UPMC is working with the University of Pittsburgh’s Innovation Institute, the university’s commercialization arm, to develop a business model for the new test.
One option is simply to license the technology to other laboratories; another is to create a for-profit lab to do the testing, which is now being offered to research institutions around the country, Dr. Nikiforova said.
The size of the market and other issues related to commercialization are still being worked out, but universities nationwide are increasingly looking to licensing royalties as a way to make up for stagnant federal research funding.
Stanford University is an example of what’s possible: the university received more than $95 million in gross royalty revenue during the 2014-2015 year from 695 technologies, according to the Palo Alto, Calif.-based university. Eight inventions generated $1 million or more, for a total $1.5 billion over the past 45 years.

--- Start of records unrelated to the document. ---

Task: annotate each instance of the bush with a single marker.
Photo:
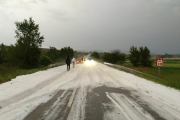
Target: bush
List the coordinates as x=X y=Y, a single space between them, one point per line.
x=95 y=55
x=45 y=60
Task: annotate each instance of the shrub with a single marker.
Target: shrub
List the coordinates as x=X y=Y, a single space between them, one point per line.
x=45 y=60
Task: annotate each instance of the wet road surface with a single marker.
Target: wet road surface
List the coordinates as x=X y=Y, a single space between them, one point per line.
x=87 y=92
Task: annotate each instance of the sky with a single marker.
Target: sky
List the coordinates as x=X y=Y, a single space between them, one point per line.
x=102 y=25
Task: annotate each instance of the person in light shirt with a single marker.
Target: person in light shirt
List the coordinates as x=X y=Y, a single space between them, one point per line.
x=73 y=61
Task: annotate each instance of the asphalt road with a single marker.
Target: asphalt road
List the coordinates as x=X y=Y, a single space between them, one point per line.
x=88 y=92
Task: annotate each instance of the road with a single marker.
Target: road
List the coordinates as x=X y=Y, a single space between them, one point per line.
x=87 y=92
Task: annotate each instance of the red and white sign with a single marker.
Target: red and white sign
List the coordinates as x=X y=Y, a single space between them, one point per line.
x=159 y=61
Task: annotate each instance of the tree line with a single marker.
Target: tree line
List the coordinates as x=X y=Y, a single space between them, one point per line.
x=26 y=52
x=138 y=57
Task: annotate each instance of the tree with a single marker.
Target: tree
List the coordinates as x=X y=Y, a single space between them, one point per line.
x=145 y=57
x=95 y=55
x=114 y=57
x=2 y=53
x=28 y=42
x=134 y=56
x=66 y=51
x=53 y=53
x=45 y=60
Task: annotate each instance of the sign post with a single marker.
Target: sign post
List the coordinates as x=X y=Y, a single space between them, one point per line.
x=159 y=62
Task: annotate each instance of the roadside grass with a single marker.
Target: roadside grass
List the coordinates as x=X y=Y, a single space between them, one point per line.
x=6 y=76
x=169 y=72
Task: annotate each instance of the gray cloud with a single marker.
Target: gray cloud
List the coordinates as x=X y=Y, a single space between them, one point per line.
x=101 y=25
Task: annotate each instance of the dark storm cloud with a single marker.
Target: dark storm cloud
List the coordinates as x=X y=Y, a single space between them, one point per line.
x=99 y=24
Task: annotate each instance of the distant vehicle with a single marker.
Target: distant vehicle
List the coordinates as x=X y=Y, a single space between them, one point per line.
x=90 y=59
x=79 y=61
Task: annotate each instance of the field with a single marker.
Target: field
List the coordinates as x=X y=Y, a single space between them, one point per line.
x=13 y=72
x=169 y=72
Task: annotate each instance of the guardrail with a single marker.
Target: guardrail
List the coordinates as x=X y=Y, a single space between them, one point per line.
x=130 y=70
x=56 y=64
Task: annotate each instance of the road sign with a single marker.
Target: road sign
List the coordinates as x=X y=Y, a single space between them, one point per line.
x=159 y=61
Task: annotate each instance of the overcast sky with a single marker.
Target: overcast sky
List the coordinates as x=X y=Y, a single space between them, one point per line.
x=97 y=24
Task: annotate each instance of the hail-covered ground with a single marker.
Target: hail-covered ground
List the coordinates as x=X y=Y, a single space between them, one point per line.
x=87 y=92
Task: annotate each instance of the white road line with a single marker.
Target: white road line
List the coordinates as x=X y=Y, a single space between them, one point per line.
x=72 y=97
x=121 y=109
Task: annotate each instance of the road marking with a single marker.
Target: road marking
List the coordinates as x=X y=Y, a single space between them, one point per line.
x=121 y=109
x=72 y=97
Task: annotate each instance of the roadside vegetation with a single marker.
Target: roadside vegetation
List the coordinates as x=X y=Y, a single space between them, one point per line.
x=140 y=60
x=26 y=56
x=169 y=72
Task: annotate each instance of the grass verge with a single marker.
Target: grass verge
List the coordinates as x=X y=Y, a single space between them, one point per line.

Faculty members at universities nationwide have debated the ethics of commercializing faculty research, but Stanford has aggressively pursued the strategy with what it calls ”socially responsible licensing,” which includes waiving royalties for sales in developing countries for some medical innovations.

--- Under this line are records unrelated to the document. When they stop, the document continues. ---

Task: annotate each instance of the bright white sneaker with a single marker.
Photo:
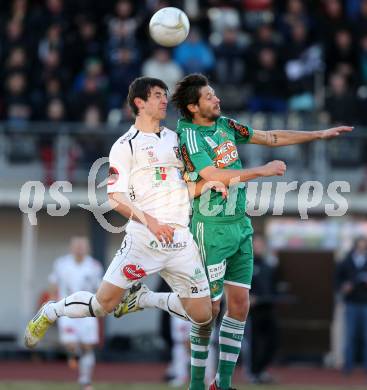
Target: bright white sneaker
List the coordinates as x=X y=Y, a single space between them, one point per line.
x=37 y=327
x=130 y=303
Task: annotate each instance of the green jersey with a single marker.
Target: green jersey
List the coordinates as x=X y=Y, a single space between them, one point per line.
x=203 y=146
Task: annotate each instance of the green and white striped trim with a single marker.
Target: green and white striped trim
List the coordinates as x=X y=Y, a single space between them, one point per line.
x=229 y=342
x=199 y=348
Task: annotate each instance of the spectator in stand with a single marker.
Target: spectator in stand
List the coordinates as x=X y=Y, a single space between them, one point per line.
x=89 y=95
x=363 y=59
x=90 y=145
x=340 y=103
x=265 y=38
x=257 y=12
x=268 y=82
x=124 y=68
x=161 y=66
x=14 y=37
x=123 y=17
x=230 y=54
x=122 y=54
x=331 y=19
x=51 y=67
x=16 y=61
x=263 y=333
x=94 y=69
x=52 y=12
x=352 y=282
x=194 y=55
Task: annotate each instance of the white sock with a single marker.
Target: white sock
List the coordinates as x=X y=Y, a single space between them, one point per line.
x=78 y=305
x=169 y=302
x=87 y=362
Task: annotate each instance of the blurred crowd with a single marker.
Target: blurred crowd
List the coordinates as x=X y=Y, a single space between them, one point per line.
x=73 y=60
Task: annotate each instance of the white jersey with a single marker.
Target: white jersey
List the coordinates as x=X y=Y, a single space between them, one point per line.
x=71 y=276
x=148 y=167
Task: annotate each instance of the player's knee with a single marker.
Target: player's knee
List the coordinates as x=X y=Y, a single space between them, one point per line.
x=239 y=308
x=215 y=309
x=101 y=306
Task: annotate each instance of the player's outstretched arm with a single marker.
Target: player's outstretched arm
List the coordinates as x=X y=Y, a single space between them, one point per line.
x=292 y=137
x=122 y=204
x=233 y=176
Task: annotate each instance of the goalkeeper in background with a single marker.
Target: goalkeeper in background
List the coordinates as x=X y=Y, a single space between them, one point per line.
x=223 y=232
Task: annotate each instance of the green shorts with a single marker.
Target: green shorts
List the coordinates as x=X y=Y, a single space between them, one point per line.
x=226 y=250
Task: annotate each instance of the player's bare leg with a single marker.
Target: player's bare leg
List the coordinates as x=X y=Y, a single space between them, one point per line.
x=73 y=355
x=78 y=305
x=231 y=333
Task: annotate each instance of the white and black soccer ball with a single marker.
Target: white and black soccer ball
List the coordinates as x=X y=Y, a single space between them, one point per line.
x=169 y=26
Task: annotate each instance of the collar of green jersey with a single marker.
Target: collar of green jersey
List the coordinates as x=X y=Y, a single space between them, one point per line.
x=184 y=123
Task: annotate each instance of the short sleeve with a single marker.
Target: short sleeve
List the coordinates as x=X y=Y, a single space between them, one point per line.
x=53 y=277
x=193 y=151
x=120 y=167
x=242 y=133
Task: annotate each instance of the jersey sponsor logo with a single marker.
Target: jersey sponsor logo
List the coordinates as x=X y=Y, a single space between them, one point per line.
x=198 y=274
x=132 y=194
x=133 y=271
x=211 y=142
x=185 y=155
x=152 y=158
x=243 y=130
x=113 y=176
x=216 y=271
x=226 y=154
x=153 y=244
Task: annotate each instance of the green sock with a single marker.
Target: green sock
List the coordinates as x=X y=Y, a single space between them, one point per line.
x=200 y=339
x=230 y=338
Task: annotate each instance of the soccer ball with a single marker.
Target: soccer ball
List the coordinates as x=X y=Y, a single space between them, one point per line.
x=169 y=26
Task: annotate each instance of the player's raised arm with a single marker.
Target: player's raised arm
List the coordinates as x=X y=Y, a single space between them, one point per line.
x=292 y=137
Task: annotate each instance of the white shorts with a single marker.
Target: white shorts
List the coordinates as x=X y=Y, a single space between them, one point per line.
x=78 y=330
x=180 y=330
x=142 y=254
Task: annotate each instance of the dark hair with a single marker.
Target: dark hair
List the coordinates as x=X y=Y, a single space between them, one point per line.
x=188 y=92
x=140 y=88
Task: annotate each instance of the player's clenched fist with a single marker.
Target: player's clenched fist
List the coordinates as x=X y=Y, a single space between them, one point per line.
x=274 y=168
x=163 y=232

With husband Yuri Nikiforov, who is director of the division of molecular and genomic pathology at the University of Pittsburgh, Dr. Nikiforova also helped develop a test of thyroid cancer tissue, called ThyroSeq, which can distinguish between more and less aggressive tumors.
That’s valuable information considering 20 percent to 30 percent of thyroid tissue samples yield uncertain results about the presence of cancer. UPMC has been offering ThyroSeq to other research institutions for a couple years.
Historically, treating cancer was much like firing a shotgun in the dark in a one-size-fits-all approach; some patients benefited, others did not. All that’s changing with a new focus on developing testing and treatments tailored to the individual, based on genetic mutations.
Danville, Pa.-based Geisinger Health System, for example, has been working with biopharmaceutical company Regeneron since 2014 to recruit 250,000 volunteers to donate a blood sample, which will be used to identify genetic connections to diseases.
Such testing will become a routine part of patient care, according to David Ledbetter, Geisinger’s chief scientific officer. Regeneron will use the results to identify disease links, which might be helped by new pharmaceuticals. Geisinger’s aim is simply to improve patient care.
Disease prevention or early intervention will ultimately reduce the health care costs, experts say. Similar efforts are underway at other health care institutions, where a patient’s genetic fingerprints are playing a bigger role in treatment decisions and the advice that doctors give about prevention.
“We knew that when you sequence healthy adults, you will find mutations in 2 percent of the people that puts them at increased risk for cancer or heart disease,” Dr. Ledbetter said. “We identify who’s going to be at higher risk, then determine what we can do to try to avoid disease.”
“This will become a routine part of clinical care.”